One of my friends is playing a Wookie Jedi (currently hairless due to a Jedi mind trick done by his Trandosian Jedi friend...but I already recounted that in a different thread), a Stone Child monster class based character and a Human Wizard...and all are named: 

'Tim'.

And my last 3 characters are all named 'Robert' but with the French pronounciation.

Greetings from the land of boundless imagination!

Thanks,
Rich


----------



## rgard

EdL said:
			
		

> Then there is always Blaise, Blaze, Blayze, etc. (Didn't Merlin use one of these sometimes?)

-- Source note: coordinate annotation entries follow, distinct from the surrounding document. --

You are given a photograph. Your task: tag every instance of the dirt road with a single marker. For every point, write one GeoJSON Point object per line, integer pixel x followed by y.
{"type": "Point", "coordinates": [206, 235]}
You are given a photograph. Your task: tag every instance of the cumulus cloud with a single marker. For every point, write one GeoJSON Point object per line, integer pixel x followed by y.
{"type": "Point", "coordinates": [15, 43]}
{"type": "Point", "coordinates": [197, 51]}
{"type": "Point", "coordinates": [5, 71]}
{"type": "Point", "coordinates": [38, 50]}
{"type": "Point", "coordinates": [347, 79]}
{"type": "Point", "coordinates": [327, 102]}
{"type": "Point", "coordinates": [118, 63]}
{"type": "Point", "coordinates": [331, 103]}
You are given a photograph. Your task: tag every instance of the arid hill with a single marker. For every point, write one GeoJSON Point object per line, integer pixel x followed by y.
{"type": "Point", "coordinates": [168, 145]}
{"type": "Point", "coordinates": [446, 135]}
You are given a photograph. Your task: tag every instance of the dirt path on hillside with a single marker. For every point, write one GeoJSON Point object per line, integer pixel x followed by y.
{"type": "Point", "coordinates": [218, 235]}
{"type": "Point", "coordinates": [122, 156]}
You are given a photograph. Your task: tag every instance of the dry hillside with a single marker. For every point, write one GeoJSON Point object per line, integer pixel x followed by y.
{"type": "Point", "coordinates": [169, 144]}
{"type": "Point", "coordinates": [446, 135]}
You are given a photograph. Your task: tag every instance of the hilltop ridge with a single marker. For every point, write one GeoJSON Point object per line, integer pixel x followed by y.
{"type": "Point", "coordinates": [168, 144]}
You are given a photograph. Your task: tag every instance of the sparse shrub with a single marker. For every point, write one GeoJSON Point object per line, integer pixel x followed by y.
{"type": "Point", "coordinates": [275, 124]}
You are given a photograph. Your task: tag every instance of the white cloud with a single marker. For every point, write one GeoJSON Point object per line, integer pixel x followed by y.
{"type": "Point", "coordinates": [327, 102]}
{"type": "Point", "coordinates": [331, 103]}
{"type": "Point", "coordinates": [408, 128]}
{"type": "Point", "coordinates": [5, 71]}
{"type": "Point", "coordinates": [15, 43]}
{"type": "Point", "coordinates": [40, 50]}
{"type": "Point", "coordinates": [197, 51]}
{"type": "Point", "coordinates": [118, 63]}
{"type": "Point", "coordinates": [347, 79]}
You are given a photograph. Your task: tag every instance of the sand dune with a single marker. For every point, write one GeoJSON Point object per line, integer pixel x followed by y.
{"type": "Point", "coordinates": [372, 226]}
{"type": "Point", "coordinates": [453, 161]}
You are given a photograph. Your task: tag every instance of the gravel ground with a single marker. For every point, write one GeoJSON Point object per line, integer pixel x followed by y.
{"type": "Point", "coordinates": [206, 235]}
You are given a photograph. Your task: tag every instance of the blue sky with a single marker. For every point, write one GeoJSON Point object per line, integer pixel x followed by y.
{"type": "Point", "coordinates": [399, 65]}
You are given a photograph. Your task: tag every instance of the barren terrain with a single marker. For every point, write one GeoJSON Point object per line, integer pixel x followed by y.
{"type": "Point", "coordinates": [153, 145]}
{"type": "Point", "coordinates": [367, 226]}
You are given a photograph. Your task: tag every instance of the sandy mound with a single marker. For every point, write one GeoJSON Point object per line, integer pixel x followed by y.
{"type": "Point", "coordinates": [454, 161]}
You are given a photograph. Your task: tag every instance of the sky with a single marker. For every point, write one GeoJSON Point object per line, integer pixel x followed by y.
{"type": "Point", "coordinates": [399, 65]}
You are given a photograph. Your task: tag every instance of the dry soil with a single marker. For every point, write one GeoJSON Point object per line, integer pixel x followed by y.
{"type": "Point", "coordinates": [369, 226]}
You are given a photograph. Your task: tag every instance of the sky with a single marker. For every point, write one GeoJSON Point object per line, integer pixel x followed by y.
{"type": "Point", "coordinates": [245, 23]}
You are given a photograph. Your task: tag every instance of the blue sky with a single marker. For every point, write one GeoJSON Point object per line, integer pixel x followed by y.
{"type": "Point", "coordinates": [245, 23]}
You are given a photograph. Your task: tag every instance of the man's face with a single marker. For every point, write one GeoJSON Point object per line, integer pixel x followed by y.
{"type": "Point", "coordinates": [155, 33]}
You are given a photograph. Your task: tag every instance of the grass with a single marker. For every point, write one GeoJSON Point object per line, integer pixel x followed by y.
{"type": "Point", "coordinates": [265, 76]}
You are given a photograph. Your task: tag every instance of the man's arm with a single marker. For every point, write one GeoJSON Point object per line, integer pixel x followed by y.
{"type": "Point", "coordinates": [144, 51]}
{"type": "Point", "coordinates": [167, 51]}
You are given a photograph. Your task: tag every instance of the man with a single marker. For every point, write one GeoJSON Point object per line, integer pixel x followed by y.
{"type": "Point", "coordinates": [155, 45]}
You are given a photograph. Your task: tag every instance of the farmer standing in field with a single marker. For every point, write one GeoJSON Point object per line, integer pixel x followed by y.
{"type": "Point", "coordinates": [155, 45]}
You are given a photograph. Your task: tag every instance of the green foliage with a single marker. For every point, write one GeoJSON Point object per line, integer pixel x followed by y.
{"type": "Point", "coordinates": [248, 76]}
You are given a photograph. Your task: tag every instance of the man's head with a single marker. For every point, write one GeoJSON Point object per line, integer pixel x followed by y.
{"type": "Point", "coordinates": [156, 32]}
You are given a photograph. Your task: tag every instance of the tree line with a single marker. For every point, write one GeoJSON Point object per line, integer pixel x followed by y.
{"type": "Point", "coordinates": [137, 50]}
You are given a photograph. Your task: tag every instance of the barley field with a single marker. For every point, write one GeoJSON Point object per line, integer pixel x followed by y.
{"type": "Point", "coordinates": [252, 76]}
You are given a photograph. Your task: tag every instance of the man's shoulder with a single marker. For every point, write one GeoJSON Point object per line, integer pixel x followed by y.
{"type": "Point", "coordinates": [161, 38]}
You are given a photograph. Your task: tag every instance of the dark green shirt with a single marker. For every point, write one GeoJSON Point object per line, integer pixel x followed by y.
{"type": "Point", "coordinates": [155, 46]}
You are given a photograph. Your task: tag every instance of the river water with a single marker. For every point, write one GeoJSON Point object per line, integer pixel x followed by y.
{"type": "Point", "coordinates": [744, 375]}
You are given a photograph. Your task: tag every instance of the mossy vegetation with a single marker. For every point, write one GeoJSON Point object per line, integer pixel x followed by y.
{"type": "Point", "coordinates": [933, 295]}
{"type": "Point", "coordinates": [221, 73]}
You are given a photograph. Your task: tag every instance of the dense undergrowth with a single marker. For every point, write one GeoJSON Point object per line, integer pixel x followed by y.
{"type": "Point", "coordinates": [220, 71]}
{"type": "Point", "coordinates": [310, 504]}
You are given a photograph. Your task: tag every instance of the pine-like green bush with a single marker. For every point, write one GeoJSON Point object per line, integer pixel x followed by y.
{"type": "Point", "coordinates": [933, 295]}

Speaking of Merlin...another of my friends from way back named his cleric:  Merlin.  We never did figure that one out, but we think he was so eager to play that he read the 1E players handbook from the beginning, read the cleric description first (c comes before w) and saw that clerics cast spells and rolled up the character.


----------



## Xath

Thanee said:
			
		

> Ambrose or Magellan!




[Deep Booming Voice] AMBROSE!!! [/DBV]

...It's Magellan

[Deep Booming Voice] Right...Magellan, whatever.  [/DBV]


How about Harry Potter?  

But seriously, have a look at some of the once-mentioned names in Rowling's books.  They're a bit like Dickins meets Tolkien meets John Doe.  Like Aberforth.  Aberforth is a great Wizard's name.

Or you could come up with something completely cool and original.  Like Xath.


----------



## rgard

Ero Gaki said:
			
		

> A friend of mine who plays in our D&D games has a habit of having unimaginative names; things like Kyle, Jacob, etc. Now, don't get me wrong, a players character is his own business. Recently, this friend of mine, let's call him the Bill, has decided to play a wizard. He decided that he wanted a name for this character that is really, well, wizard-like. He doesn't want to steal names from books or the like (and he clearly stated that he wasn't going to use any of the big names, like Gandalf, Elminster, Mordenkainen, etc). So, I ask all of you: what are some really nice wizard names? Names that just scream "look at me, I'm a powerful wizard?"




My 1E Illusionist:

Pharazin Light-Bender, Decimator of Plebes and Illusionist of Ill Repute.


----------



## Edgewood

A few wizards from my campaign:

Nicodemeous Magnus
Rozwyn
Darkrieg
Vesius the Wise
Lorin Highstaff


----------



## Dannyalcatraz

Sometimes you can use real-world names...if you give them a fantasy spin.  Everybody in my game group loved my Ftr/Th Johnny Bones.  Similarly, somtimes you can use another language's version of a name.  John becomes Ian or Sean.

That in mind, take a name...any real-world name, and combine it with something else:

Jacob Startouched

Aaron Halfmoon

Alex the Seventh of the Seventh

Joanna of the Lore

Alastair Darkflame

Jean-Philippe DuMorte

Ian Shardson

Stefan Winterwolf

etc.

Or you can explore other cultural naming styles.  Some I've used in the past:

Twelve Stars Falling (Native American)

Arion Dragomir (from Russo/Finnish)


----------



## lightful

A favorite NPC from an earlier campaign was Imblaesus Nodostronin, would be lich and master of the fortress of Gor-Gandal.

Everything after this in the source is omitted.